Yves Jacques OC (born 10 May 1956) is a Canadian film, television and stage actor.

Life and career 
Jacques was born in Quebec City in 1956. He studied theatre at the Cégep de Saint-Hyacinthe, and began acting on stage in both Quebec City and Montreal. He became more widely known to film and television audiences beginning in 1981 as a sketch performer in Télévision de Radio-Canada's annual Bye Bye New Year's Eve variety special, and soon began appearing more widely in film and television roles. To international audiences, he is best known as Claude, the gay academic in Denys Arcand's The Decline of the American Empire and The Barbarian Invasions. On stage, he is noted for originating the role of Lydie-Anne in the premiere of Michel Marc Bouchard's play Lilies.

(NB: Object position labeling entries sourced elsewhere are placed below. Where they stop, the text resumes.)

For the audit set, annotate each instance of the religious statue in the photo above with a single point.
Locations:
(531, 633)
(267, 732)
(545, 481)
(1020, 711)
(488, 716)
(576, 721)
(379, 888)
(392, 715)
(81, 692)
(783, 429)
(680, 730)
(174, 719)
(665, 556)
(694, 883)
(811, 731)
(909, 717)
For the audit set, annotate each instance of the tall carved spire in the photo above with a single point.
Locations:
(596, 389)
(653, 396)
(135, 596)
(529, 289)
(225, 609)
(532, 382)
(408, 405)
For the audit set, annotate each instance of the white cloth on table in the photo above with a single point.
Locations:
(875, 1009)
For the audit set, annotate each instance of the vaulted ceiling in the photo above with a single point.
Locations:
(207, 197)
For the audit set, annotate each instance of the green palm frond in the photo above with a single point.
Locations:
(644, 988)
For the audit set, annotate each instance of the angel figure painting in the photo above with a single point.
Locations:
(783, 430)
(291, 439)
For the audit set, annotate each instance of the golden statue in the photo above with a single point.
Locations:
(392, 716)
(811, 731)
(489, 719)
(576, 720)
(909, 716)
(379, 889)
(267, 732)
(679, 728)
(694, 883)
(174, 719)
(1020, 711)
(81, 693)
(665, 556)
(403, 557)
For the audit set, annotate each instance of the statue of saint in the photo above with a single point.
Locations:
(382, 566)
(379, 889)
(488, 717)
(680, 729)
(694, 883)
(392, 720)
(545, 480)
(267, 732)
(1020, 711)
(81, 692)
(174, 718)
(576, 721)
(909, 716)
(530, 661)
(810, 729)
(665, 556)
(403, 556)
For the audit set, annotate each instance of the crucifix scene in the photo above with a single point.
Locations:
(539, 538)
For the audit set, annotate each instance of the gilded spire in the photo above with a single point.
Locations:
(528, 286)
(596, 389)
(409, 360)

He has been in several movies by French filmmaker Claude Miller, including Of Woman and Magic and Little Lili. His fame has continued to grow with films and theatrical productions in both France and Quebec. Since 2001, he has toured the world in two shows by Robert Lepage, Far Side of the Moon (La Face cachée de la lune) and Le Projet Andersen, where he played all the roles. Since 2018, he has appeared regularly in Mathieu Quesnel’s theatrical creations. More recently, he played in Aline by Valérie Lemercier, in Maria by Alec Pronovost, and in Chloé Robichaud’s Les jours heureux. In 2022, Yves Jacques played in Martin Villeneuve's The 12 Tasks of Imelda (Les 12 travaux d'Imelda), co-starring playwright Robert Lepage and actress-signer Ginette Reno.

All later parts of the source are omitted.